On 25th February 2014, the MAC released a report on the Tier 1 (Investor) visa. The report was commissioned by the UK's Home Office. The MAC was asked to examine the visa and make suggestions on how it could be improved.
Open for business
The report found that the Tier 1 (Investor) visa probably plays a small role in showing the world that the UK is 'open for business' but does not seem to provide any real economic benefit to the country.
To qualify for a Tier 1 (Investor) visa applicants must score 75 points in a points-based test. To score 75 points you must either
- make an investment of at least £1m of your own money in a UK regulated financial institution or
- Have £2m in assets and have at least £1m held in a UK regulated financial institution and disposable to be used in the UK.
There is no requirement that Tier 1 (Investor applicants should speak English nor that they should prove that they have sufficient funds to support themselves in the UK.
Spouse and dependent children
If they can fulfil one of the two criteria above, they will qualify for a visa. The visa lasts for three years and four months and can be renewed. Visa holders can apply for visas for their spouse and dependent children. Those who invest £1m can apply for permanent residence visas after five years.
Those who invest £5m can apply for Indefinite Leave to Remain (ILR) after three years and those who invest £10m can apply for ILR after two years.
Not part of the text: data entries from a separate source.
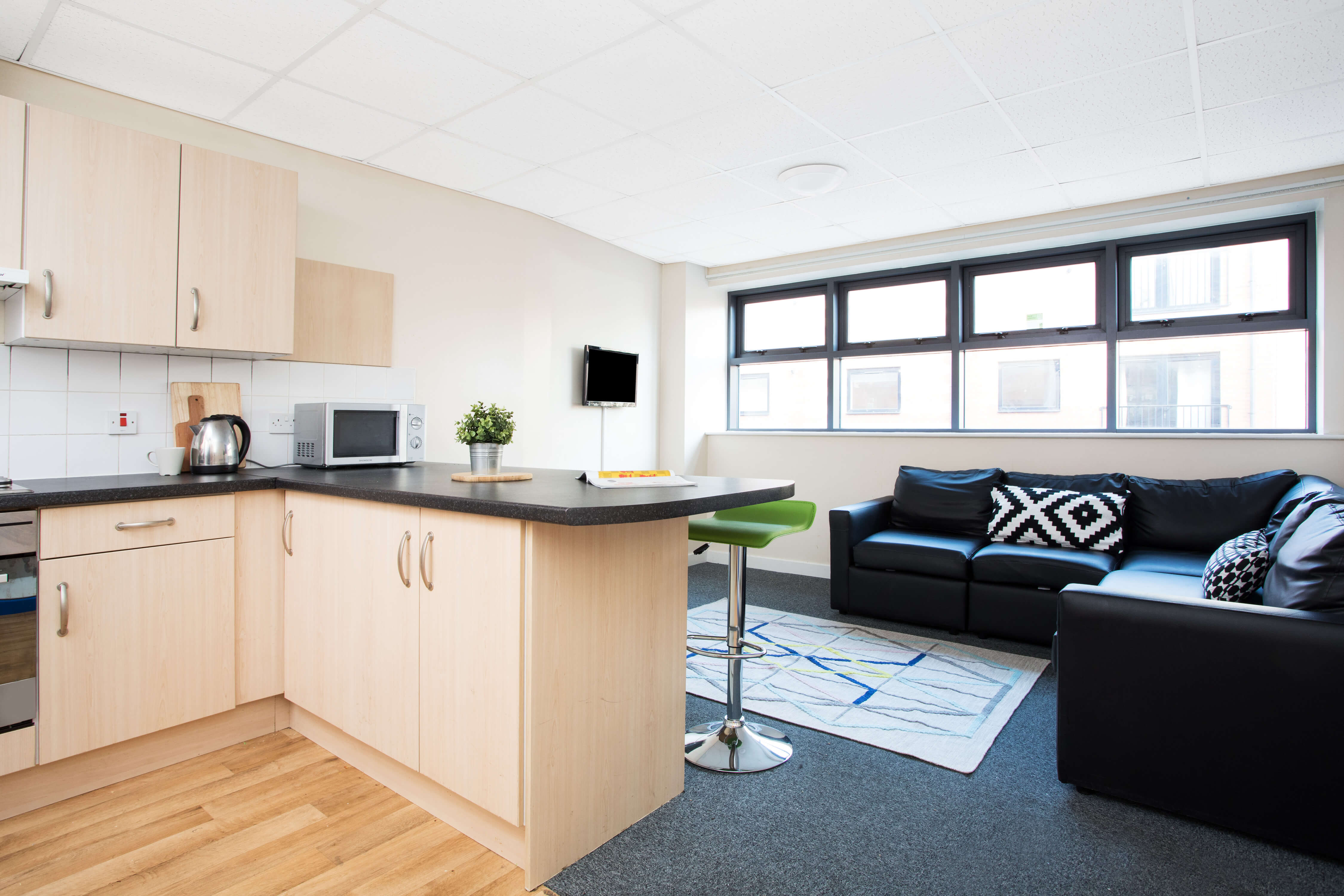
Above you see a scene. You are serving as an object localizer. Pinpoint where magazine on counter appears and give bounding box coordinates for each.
[578,470,695,489]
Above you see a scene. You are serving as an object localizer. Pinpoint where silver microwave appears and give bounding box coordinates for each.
[294,402,425,466]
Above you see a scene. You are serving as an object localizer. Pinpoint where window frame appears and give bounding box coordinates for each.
[725,212,1319,437]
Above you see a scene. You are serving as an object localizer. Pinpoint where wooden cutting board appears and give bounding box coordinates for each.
[169,383,247,469]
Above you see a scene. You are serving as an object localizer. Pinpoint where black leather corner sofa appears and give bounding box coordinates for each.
[831,470,1344,861]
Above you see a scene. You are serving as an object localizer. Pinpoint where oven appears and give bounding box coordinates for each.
[294,402,425,466]
[0,510,38,734]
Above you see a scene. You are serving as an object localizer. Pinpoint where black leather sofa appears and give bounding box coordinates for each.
[831,467,1336,645]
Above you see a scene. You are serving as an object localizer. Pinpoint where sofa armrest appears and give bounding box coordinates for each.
[1056,586,1344,858]
[831,494,891,613]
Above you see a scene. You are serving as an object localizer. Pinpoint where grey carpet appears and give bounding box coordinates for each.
[547,563,1344,896]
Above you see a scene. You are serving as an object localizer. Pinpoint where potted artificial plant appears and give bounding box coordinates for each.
[457,402,513,475]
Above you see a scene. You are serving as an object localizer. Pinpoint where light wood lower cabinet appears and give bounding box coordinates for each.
[38,539,235,763]
[285,492,419,768]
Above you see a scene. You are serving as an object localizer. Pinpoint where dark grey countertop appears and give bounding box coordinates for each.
[0,464,793,525]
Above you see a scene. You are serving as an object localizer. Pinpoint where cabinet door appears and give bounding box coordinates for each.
[38,539,235,762]
[285,490,419,768]
[177,145,298,355]
[419,510,523,825]
[23,106,182,345]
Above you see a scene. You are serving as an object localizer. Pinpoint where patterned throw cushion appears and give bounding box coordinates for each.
[989,485,1125,551]
[1204,529,1269,600]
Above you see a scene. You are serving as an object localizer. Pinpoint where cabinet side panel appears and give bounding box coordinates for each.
[0,97,23,275]
[234,489,285,702]
[523,517,687,887]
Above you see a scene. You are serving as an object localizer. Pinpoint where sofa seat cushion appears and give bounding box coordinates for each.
[1120,548,1208,576]
[1101,570,1212,603]
[854,529,989,582]
[970,543,1116,591]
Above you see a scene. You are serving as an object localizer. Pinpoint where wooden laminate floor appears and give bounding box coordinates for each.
[0,729,548,896]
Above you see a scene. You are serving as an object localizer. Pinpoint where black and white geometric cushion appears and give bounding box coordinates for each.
[1204,529,1269,600]
[989,485,1125,551]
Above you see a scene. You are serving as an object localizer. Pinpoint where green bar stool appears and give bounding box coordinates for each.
[685,501,817,772]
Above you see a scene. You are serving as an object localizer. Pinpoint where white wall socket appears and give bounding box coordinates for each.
[108,411,139,435]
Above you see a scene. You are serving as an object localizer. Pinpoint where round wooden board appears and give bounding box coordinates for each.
[453,473,532,482]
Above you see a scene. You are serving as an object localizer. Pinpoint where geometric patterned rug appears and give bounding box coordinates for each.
[685,599,1050,774]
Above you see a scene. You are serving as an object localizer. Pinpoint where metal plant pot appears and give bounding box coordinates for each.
[469,442,504,475]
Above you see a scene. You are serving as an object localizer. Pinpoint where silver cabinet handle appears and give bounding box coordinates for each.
[421,532,434,591]
[56,582,70,638]
[112,517,177,532]
[397,529,411,588]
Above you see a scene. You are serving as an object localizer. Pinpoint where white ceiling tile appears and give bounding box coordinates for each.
[1208,132,1344,184]
[1036,114,1199,181]
[1003,54,1195,146]
[75,0,356,71]
[379,0,653,78]
[793,180,932,224]
[943,187,1069,224]
[844,207,958,239]
[852,102,1021,176]
[1199,9,1344,109]
[677,0,933,87]
[905,151,1050,205]
[230,81,419,159]
[1195,0,1344,43]
[540,25,761,130]
[633,220,746,255]
[290,16,519,125]
[444,87,630,164]
[551,134,714,194]
[561,197,687,239]
[476,168,620,217]
[372,130,534,192]
[952,0,1185,97]
[1204,82,1344,154]
[687,239,780,267]
[0,0,47,59]
[780,40,985,138]
[640,175,780,220]
[708,203,827,246]
[32,5,270,118]
[733,144,891,199]
[653,94,833,171]
[1063,159,1204,208]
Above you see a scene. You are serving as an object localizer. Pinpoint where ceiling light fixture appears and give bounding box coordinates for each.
[780,165,846,196]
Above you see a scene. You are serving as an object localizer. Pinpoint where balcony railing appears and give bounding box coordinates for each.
[1116,404,1233,430]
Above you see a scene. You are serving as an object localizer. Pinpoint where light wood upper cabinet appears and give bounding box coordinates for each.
[419,509,524,825]
[285,492,419,768]
[0,97,27,267]
[21,106,182,345]
[38,539,235,763]
[288,258,392,367]
[177,145,298,355]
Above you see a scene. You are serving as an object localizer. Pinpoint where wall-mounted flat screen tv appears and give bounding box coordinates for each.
[583,345,640,407]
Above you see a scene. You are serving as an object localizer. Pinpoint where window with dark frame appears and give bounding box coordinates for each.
[728,215,1316,432]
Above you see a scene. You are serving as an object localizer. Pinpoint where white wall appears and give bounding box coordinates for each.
[663,168,1344,575]
[0,62,660,467]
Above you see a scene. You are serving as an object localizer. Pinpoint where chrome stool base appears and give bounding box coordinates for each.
[685,719,793,772]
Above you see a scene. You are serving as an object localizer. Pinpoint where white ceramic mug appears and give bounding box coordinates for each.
[145,449,187,475]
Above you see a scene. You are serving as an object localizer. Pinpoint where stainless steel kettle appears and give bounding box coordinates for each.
[191,414,251,473]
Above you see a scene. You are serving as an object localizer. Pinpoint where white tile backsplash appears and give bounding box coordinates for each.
[0,345,415,480]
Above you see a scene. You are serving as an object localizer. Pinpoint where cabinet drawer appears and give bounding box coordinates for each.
[39,494,234,560]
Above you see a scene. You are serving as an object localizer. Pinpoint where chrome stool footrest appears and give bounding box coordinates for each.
[685,634,765,659]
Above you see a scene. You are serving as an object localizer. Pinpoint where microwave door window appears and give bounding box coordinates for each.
[332,411,397,457]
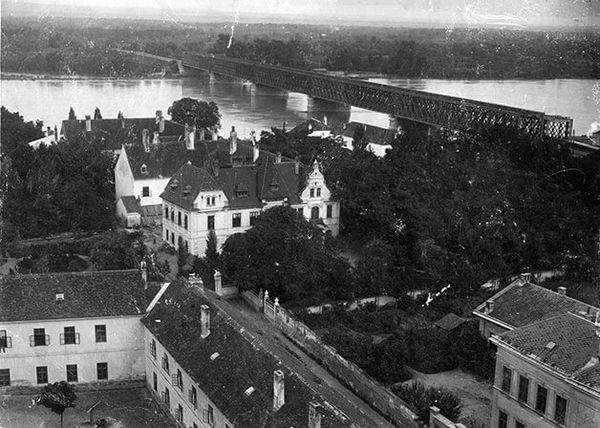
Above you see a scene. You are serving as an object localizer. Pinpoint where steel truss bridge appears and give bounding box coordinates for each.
[183,52,573,138]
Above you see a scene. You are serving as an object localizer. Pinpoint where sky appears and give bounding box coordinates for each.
[2,0,600,27]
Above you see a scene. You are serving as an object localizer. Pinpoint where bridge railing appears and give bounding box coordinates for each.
[183,52,572,138]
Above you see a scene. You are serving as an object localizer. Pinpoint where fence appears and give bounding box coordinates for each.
[242,291,420,428]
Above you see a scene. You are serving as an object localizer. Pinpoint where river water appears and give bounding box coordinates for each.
[1,75,600,136]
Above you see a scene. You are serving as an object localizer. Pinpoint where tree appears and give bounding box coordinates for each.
[36,380,77,427]
[0,106,44,155]
[168,98,221,130]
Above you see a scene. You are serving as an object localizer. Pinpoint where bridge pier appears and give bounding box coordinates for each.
[308,97,350,127]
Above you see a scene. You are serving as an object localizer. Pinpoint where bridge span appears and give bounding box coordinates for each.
[183,52,573,138]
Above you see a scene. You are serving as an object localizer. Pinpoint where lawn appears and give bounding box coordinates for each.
[0,388,172,428]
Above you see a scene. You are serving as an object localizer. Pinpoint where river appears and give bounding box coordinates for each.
[1,75,600,136]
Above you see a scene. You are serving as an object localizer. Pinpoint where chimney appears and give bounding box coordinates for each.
[200,305,210,339]
[273,370,285,412]
[184,123,196,150]
[252,140,260,163]
[213,270,223,296]
[155,110,165,134]
[140,260,148,290]
[308,401,321,428]
[229,126,237,155]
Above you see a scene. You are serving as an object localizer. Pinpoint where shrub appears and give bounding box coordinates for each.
[392,381,462,422]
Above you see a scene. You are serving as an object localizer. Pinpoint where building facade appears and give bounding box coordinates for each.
[161,154,340,256]
[491,313,600,428]
[0,270,145,388]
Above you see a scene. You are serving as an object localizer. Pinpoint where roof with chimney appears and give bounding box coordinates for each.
[473,279,598,328]
[494,312,600,393]
[0,270,146,321]
[142,284,351,428]
[60,117,185,150]
[161,152,303,210]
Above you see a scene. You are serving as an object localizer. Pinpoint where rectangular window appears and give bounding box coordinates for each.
[498,410,508,428]
[60,326,79,345]
[30,328,50,346]
[232,213,242,227]
[150,339,156,360]
[96,363,108,380]
[35,366,48,384]
[518,376,529,403]
[94,324,106,343]
[535,385,548,414]
[189,386,198,409]
[162,354,169,373]
[502,366,512,394]
[554,394,567,425]
[0,369,10,386]
[67,364,77,382]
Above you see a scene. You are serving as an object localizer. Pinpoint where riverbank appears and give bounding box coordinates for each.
[0,71,181,81]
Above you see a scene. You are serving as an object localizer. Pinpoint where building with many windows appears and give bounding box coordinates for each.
[142,283,372,428]
[0,270,146,387]
[161,151,340,256]
[491,312,600,428]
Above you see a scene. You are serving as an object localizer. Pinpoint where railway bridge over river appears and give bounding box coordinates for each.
[182,52,573,138]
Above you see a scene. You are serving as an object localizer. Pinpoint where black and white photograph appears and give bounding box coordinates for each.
[0,0,600,428]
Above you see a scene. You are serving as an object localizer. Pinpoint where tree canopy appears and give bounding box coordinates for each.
[221,206,352,301]
[168,98,221,129]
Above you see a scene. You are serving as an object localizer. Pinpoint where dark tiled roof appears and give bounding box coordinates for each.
[435,313,466,331]
[0,270,146,321]
[161,156,301,210]
[61,117,185,150]
[121,196,140,213]
[475,280,596,327]
[142,285,349,428]
[499,313,600,392]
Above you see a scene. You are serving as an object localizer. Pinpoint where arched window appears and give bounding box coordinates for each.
[310,207,319,220]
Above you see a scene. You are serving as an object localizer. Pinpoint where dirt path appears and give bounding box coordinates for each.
[409,369,492,427]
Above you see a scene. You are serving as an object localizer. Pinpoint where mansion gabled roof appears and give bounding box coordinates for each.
[161,152,303,211]
[495,312,600,393]
[473,279,599,328]
[142,284,351,428]
[0,270,146,321]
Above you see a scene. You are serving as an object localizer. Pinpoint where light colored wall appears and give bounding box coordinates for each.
[132,177,170,207]
[144,327,234,428]
[0,316,144,386]
[114,150,134,201]
[491,346,600,428]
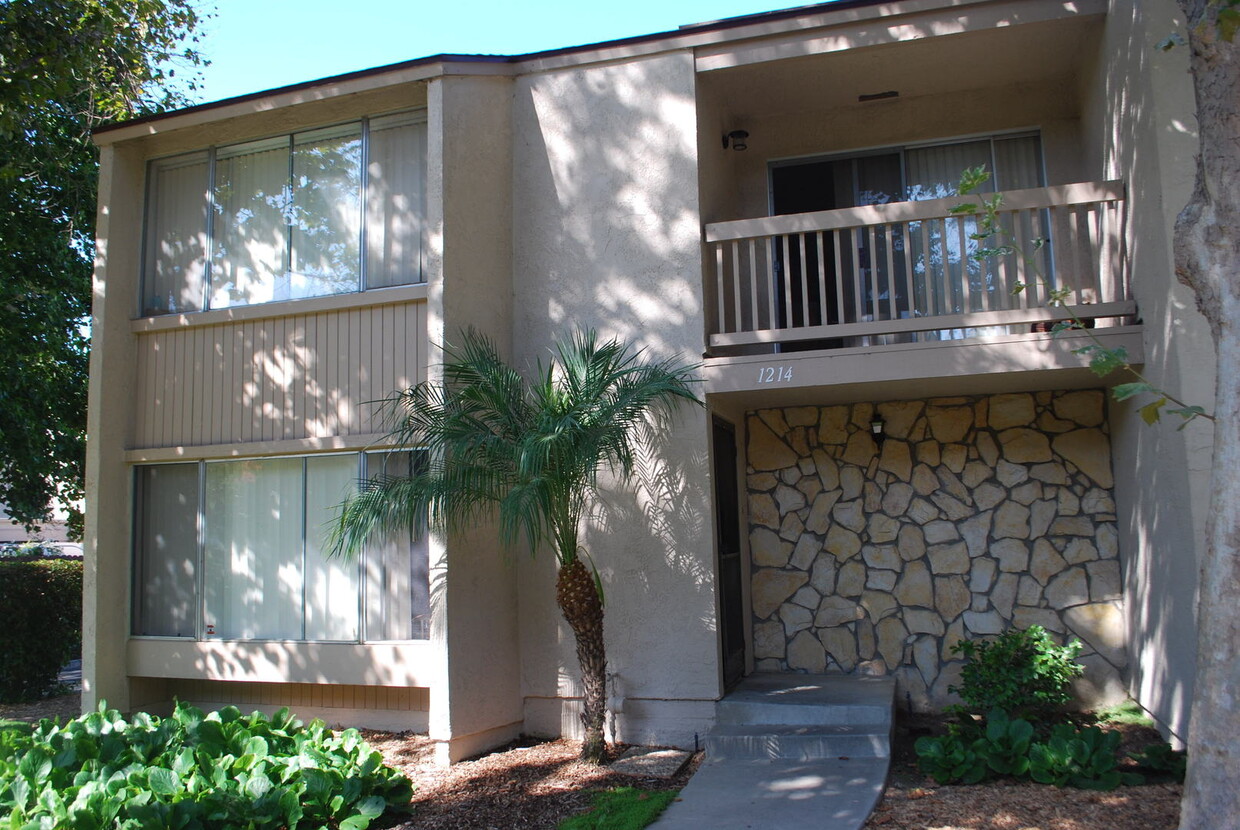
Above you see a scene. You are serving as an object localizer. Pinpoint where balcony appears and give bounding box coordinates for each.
[704,181,1136,356]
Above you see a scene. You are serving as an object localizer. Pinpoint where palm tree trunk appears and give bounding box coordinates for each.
[556,557,608,764]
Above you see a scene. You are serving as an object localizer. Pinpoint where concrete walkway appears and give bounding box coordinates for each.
[651,675,894,830]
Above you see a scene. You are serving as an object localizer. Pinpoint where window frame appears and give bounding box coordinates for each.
[129,448,430,645]
[134,108,429,319]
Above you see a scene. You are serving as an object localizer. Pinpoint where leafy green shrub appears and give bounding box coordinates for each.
[0,560,82,703]
[0,703,413,830]
[1128,742,1188,783]
[1029,723,1142,790]
[914,733,988,784]
[556,787,680,830]
[949,625,1084,721]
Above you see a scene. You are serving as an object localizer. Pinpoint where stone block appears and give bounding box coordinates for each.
[926,542,970,573]
[750,568,810,619]
[813,597,866,628]
[991,538,1029,573]
[892,560,934,608]
[993,501,1029,538]
[749,527,792,568]
[1052,429,1115,490]
[1045,564,1089,610]
[746,417,799,471]
[988,392,1037,429]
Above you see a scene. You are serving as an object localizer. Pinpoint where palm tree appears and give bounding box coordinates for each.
[332,331,701,763]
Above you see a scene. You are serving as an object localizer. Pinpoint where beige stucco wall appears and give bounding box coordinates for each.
[1083,0,1215,738]
[513,52,720,744]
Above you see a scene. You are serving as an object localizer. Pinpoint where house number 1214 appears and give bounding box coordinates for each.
[758,366,792,383]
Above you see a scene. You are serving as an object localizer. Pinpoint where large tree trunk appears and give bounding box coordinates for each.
[556,557,608,764]
[1167,0,1240,830]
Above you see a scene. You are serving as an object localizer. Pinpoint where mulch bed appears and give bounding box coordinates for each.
[0,695,1183,830]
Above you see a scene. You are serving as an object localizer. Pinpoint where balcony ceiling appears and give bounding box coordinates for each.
[699,17,1102,118]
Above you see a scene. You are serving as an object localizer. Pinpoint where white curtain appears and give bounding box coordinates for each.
[134,464,198,636]
[143,153,208,314]
[305,454,358,640]
[203,458,304,639]
[289,124,362,299]
[366,114,427,288]
[211,138,293,309]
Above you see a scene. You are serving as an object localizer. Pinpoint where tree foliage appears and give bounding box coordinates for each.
[0,0,202,529]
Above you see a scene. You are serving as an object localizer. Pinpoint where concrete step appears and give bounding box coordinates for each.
[706,722,892,762]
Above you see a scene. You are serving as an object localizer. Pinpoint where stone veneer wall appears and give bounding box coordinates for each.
[748,390,1127,710]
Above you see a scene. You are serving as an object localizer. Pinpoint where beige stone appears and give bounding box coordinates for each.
[883,481,913,517]
[939,444,968,475]
[818,628,857,671]
[1052,429,1115,490]
[878,401,925,440]
[934,577,971,619]
[1045,566,1089,610]
[960,510,994,557]
[748,418,797,471]
[1085,560,1123,602]
[818,407,848,444]
[842,429,878,466]
[805,490,841,536]
[963,610,1007,635]
[994,458,1029,488]
[926,406,973,444]
[1064,538,1097,564]
[993,501,1029,538]
[789,533,822,571]
[928,542,970,573]
[861,545,904,571]
[892,561,934,608]
[878,438,913,481]
[839,465,866,501]
[754,622,787,660]
[968,556,998,593]
[1063,602,1127,666]
[999,427,1052,464]
[930,491,973,521]
[813,597,866,628]
[905,499,940,525]
[877,617,909,666]
[749,527,792,568]
[861,591,899,623]
[1029,538,1068,584]
[895,525,926,562]
[867,512,900,543]
[751,568,810,619]
[810,556,836,597]
[825,525,861,562]
[836,561,866,597]
[991,573,1021,619]
[991,538,1029,573]
[988,392,1037,429]
[779,603,813,638]
[1052,390,1105,427]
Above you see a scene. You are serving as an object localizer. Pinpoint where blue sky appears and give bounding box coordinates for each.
[186,0,802,102]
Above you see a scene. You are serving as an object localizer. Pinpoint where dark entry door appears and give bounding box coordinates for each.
[713,418,745,686]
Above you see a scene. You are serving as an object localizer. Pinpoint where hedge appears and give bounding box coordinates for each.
[0,560,82,703]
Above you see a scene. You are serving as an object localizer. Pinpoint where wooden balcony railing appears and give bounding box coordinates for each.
[706,181,1135,351]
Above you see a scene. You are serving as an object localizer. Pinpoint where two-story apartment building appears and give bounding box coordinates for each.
[84,0,1214,759]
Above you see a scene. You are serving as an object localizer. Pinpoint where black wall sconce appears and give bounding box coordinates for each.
[723,130,749,153]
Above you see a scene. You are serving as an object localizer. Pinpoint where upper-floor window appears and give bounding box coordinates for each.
[141,113,427,315]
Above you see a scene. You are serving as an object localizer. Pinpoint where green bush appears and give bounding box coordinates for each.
[0,560,82,703]
[0,703,413,830]
[949,625,1084,721]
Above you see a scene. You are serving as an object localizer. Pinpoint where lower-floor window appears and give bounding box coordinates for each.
[133,452,430,641]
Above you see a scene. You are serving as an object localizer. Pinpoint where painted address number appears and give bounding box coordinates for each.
[758,366,792,383]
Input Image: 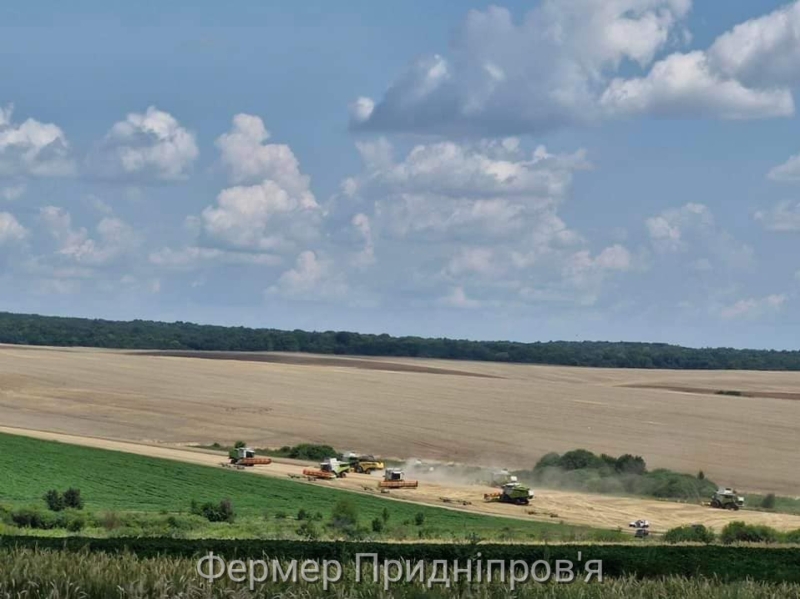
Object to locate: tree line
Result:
[0,312,800,370]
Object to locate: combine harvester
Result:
[483,477,533,505]
[303,458,350,480]
[707,487,744,511]
[228,447,272,466]
[378,468,419,489]
[342,451,385,474]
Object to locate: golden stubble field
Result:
[0,346,800,496]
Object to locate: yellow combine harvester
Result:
[378,468,419,489]
[342,451,385,474]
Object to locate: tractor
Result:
[228,447,272,466]
[342,451,385,474]
[710,487,744,511]
[303,458,350,480]
[378,468,419,489]
[483,481,533,505]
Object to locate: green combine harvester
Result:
[483,481,533,505]
[709,488,744,511]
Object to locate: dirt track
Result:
[0,426,800,532]
[0,346,800,496]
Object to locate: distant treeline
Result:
[0,312,800,370]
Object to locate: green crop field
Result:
[0,434,615,540]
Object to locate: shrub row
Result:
[0,536,800,582]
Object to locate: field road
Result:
[0,345,800,496]
[0,426,800,532]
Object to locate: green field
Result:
[0,434,620,540]
[0,548,800,599]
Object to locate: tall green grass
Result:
[0,549,800,599]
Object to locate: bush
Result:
[295,522,319,541]
[64,487,83,510]
[287,443,339,462]
[44,489,65,512]
[719,521,779,545]
[761,493,775,510]
[100,512,122,531]
[664,524,714,544]
[11,508,55,529]
[614,453,647,475]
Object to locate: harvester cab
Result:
[342,451,385,474]
[483,481,533,505]
[319,458,350,478]
[228,447,272,466]
[711,487,744,510]
[228,447,256,460]
[378,468,419,489]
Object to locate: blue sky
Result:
[0,0,800,348]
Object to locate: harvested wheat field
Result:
[0,346,800,495]
[0,426,800,532]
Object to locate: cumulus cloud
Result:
[645,202,754,270]
[0,106,75,177]
[89,106,200,181]
[600,51,794,119]
[767,154,800,182]
[708,2,800,88]
[350,0,800,136]
[0,183,28,201]
[216,114,315,205]
[718,294,788,319]
[330,138,631,307]
[267,250,347,301]
[0,212,28,246]
[755,202,800,233]
[39,206,139,267]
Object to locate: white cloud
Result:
[39,206,139,267]
[0,212,28,246]
[148,246,281,270]
[437,287,481,308]
[708,2,800,88]
[267,250,347,301]
[755,202,800,233]
[216,114,315,205]
[328,138,632,305]
[767,154,800,182]
[718,294,788,319]
[645,202,754,268]
[200,180,321,252]
[0,183,27,202]
[90,106,200,181]
[350,96,375,123]
[358,0,800,136]
[0,106,75,177]
[600,51,794,119]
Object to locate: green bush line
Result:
[0,536,800,582]
[0,312,800,370]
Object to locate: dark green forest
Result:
[0,312,800,370]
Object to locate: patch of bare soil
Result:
[621,383,800,400]
[136,350,500,379]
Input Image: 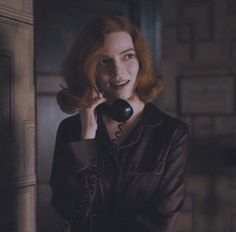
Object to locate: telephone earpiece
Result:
[99,98,133,122]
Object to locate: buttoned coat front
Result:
[50,103,188,232]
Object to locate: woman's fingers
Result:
[92,93,107,109]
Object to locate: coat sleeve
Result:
[50,119,102,229]
[114,123,189,232]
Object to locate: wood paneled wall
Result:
[0,0,36,232]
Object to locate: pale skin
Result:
[80,31,144,143]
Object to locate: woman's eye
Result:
[125,53,135,60]
[99,58,111,65]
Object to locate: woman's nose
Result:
[112,60,124,77]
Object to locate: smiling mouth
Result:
[111,80,129,88]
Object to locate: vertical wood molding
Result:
[0,50,12,140]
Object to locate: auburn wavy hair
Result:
[57,16,163,113]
But the MAC found that these investments were of little benefit to the UK government. Even if the investment I made in UK government bonds (gilts), the money is only lent to the government. As the government has no difficulty in selling its bonds in any event, this is of little benefit.
MAC suggestions
The MAC suggested that the government should
- Double the minimum qualifying investment for investors from £1m to £2m and
- consider selling 100 'premium' investor visas each year. These could be sold at auction with a reserve price of £2.5m. Around £50m of this could be invested in a 'good causes fund'
The chairman of the MAC, Professor David Metcalf, told journalists 'When people say 'Isn't it awful to sell visas', I reply that it is better than giving them away, which is what we're doing now'.
Chauffeurs and Dior suits
In his Observer article, Mr Hutton agrees with the professor. He says that those who come to the UK on investor visas do little for the UK economy, 'They might hire the odd chauffeur or buy a Dior suit, but the main consequence has been sky-high central London property prices'.
In fact, Mr Hutton says, the government should go further. It should create a fund of £500m from the sale of Tier 1 (Investor) visas, Tier 1 (Entrepreneur) visas and from selling off some work permits to companies wanting to employ foreign skilled workers.
All of this, Mr Hutton says, would have the effect of popularising immigration in the UK. Opinion polls repeatedly show that the great majority of the UK population favours a reduction in immigration. Mr Hutton blames this on the anti-immigration, anti-European Union UK Independence Party and its leader Nigel Farage.
'Blame the EU'
Hutton says Mr Farage 'has singlehandedly done more to stir anti-immigrant, anti-openness sentiment than any recent politician'. Mr Hutton says that 'long-standing British virtues are under siege and at risk'. He says that Mr Farage encourages UK voters to 'blame the EU, in particular, and immigrants, in general, for our self-made problems'.
He said 'Making serious money from immigration won't reverse this, but it might tilt the balance – and perhaps buy some time while EU inflows subside. It's worth a shot'.